Projectile motion of mortar round problem

1. Jul 4, 2011

jjones1573

1. The problem statement, all variables and given/known data

A mortar round is fired over a building that is 2600m away, at an initial velocity of 240m/s. The building is 1600m tall and 100m wide. Calculate the distances which are safe from mortar shells left of the building.

2. Relevant equations

1.) Vy(t) = Vyo - at

2.) Sy(t) = Syo + Vyo - 0.5at^2

3. The attempt at a solution

I can use the above equations to find an angle by guessing a distance where the projectile lands to then calculate the max height of the arc and see if it could clear the building but it seems like this would be doing it the wrong way around as I would have to keep making guesses.

Is there some way I could factor in the height of the building to my equations?

2. Jul 4, 2011

lewando

The phrase "left of the bulding" is seriously not helpful.
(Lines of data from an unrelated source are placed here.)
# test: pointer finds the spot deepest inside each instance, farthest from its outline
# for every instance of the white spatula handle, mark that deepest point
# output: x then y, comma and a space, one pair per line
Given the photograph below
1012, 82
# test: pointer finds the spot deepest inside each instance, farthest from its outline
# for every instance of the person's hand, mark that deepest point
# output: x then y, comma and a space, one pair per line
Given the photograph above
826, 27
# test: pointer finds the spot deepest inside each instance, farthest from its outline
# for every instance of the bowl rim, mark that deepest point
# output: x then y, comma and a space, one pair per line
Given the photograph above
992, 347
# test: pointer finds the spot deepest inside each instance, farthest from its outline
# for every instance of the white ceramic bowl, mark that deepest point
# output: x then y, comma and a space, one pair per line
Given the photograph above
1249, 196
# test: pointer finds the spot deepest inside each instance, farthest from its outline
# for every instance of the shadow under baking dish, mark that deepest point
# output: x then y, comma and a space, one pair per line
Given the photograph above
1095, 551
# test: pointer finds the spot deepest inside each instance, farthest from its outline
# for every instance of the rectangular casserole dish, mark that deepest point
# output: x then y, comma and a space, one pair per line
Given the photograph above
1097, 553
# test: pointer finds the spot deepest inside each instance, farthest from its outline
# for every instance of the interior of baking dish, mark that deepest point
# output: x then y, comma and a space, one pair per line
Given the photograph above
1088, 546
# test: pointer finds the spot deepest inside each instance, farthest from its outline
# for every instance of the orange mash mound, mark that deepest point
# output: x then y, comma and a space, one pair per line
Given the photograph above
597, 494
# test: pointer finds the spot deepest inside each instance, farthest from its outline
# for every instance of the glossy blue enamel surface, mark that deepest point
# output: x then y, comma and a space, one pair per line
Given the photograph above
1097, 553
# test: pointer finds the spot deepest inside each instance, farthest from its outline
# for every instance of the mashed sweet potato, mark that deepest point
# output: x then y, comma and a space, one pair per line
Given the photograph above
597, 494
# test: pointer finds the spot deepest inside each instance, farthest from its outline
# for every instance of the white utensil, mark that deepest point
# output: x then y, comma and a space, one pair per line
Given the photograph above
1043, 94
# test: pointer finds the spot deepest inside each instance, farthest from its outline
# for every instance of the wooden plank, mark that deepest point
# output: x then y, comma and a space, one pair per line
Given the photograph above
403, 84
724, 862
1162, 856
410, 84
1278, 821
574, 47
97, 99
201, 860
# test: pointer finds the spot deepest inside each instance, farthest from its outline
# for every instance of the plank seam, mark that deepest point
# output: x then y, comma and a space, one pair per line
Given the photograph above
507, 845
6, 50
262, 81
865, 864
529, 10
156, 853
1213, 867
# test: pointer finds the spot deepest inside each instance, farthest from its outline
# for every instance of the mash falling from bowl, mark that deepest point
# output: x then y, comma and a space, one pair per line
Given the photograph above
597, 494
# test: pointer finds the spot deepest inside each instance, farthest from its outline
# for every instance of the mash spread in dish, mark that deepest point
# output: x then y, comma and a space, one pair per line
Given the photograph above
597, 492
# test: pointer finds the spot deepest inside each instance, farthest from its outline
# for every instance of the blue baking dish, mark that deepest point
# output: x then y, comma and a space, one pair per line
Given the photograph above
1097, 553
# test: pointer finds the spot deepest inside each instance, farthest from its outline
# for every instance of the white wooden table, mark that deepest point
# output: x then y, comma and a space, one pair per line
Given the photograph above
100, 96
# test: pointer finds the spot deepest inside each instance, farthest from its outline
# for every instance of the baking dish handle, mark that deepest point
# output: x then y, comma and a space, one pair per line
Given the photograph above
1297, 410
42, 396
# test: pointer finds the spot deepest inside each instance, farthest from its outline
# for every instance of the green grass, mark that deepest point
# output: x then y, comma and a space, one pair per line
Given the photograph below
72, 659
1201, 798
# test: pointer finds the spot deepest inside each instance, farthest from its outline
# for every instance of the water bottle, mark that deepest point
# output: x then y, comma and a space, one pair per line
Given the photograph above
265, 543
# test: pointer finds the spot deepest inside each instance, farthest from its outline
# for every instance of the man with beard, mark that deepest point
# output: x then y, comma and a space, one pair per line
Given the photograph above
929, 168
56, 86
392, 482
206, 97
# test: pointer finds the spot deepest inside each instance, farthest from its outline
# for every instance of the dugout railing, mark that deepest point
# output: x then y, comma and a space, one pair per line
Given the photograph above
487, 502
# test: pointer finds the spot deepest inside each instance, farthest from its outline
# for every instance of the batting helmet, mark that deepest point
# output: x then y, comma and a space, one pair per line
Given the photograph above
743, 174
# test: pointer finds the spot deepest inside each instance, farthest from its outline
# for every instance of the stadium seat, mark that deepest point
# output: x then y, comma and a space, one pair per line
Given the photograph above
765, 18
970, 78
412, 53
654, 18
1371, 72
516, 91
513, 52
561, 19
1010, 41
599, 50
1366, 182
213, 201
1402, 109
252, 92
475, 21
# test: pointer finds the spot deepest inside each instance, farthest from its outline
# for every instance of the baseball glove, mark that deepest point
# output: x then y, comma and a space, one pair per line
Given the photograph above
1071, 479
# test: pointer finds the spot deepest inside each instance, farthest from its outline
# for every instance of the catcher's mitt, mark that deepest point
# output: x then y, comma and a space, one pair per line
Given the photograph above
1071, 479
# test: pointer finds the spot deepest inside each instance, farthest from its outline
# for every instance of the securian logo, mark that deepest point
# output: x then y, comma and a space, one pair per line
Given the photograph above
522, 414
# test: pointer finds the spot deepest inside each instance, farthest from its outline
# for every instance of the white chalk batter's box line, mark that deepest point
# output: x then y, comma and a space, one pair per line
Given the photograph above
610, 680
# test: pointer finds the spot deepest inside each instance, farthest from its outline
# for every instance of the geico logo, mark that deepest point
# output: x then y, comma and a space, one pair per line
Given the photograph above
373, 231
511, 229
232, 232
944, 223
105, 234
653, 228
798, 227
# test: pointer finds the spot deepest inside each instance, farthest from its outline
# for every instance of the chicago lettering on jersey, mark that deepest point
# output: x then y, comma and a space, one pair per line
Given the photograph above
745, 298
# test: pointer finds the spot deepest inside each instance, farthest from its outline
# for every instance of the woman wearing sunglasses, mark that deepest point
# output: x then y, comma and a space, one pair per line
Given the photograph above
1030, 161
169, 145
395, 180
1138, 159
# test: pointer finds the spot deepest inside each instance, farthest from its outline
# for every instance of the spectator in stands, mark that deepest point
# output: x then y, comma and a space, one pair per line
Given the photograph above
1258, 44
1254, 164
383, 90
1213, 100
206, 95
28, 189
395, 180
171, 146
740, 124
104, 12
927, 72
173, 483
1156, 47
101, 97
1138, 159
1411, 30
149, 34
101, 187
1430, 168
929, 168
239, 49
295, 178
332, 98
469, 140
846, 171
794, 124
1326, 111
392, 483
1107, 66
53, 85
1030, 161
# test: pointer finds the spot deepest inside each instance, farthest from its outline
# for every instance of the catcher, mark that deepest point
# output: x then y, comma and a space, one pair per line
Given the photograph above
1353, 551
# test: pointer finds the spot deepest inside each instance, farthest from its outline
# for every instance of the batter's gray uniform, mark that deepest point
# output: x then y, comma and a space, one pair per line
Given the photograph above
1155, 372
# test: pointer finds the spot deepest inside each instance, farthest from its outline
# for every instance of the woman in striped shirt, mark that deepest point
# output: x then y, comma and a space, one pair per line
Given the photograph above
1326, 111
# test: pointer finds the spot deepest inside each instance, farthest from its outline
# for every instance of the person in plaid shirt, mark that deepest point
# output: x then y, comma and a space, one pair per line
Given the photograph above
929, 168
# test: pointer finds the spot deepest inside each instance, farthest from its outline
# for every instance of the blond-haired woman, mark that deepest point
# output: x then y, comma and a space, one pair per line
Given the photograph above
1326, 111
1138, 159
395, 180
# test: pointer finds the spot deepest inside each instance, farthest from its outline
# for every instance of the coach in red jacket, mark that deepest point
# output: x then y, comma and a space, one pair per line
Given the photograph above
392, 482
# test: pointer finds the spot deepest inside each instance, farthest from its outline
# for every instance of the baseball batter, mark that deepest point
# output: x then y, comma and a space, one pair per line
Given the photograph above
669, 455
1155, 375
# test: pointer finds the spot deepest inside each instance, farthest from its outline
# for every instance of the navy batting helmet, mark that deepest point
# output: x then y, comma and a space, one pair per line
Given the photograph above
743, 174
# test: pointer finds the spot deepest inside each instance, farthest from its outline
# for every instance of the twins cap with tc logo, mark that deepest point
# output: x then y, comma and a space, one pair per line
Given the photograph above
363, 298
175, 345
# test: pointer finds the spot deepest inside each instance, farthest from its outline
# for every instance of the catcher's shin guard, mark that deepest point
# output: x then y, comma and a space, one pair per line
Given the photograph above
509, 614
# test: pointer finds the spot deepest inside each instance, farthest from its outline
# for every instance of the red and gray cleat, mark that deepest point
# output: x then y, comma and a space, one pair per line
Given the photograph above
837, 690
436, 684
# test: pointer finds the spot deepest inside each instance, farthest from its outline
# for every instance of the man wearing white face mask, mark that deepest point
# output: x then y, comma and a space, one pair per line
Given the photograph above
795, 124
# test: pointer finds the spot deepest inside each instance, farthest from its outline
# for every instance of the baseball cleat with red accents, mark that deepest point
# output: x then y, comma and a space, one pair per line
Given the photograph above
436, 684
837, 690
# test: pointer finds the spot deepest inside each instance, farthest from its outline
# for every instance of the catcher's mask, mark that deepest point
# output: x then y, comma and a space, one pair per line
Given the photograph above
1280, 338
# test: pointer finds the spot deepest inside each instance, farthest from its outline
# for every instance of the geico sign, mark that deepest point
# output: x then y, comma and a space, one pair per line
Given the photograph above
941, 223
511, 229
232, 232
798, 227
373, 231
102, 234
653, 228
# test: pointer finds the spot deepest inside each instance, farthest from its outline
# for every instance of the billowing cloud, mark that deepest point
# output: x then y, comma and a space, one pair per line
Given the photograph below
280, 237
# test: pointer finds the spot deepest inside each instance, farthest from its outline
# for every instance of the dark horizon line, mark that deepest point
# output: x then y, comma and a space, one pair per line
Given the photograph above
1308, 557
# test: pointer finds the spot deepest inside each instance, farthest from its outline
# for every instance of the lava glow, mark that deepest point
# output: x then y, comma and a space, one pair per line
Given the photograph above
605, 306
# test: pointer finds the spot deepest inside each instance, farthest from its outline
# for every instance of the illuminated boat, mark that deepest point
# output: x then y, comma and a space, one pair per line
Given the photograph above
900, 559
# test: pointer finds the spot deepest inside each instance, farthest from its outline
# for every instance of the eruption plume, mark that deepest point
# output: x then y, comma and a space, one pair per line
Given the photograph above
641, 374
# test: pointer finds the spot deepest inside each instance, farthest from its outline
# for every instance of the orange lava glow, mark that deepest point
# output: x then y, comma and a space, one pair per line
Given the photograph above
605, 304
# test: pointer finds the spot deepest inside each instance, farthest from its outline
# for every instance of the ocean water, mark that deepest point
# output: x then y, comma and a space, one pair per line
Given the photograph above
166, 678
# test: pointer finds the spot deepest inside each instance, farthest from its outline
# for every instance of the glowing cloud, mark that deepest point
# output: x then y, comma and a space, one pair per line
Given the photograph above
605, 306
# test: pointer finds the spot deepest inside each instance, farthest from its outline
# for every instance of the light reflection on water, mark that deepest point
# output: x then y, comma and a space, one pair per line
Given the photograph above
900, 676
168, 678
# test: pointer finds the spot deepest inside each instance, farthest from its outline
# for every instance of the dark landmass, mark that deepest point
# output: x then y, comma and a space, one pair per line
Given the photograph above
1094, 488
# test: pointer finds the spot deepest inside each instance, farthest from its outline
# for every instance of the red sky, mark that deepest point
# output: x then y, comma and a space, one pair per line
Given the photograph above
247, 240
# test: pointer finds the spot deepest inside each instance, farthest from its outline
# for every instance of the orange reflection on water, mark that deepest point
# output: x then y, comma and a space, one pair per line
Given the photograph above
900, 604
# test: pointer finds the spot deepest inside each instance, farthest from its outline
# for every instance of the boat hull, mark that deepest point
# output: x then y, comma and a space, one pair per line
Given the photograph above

If (x,y) = (0,0) is the origin, located at the mortar, where "up" is +y and "to the right" is +x, then, assuming the building is centered at 2600m to the right of the mortar, any trajectory that falls short of the point (2550,0) and exceeds the point (2650,1600) will be safe, from the building's point of view.

3. Jul 5, 2011

jjones1573

Sorry that was meant to be right of the building, where the building is to the right of the mortar origin.

4. Jul 5, 2011

jjones1573

I cant edit the post but the mortar is at the origin and the building is 2600m on the positive x axis from the origin.

I'm still pretty stumped with this. I could make guesses at the angle or the distance it lands but I dont know how I could be more precise?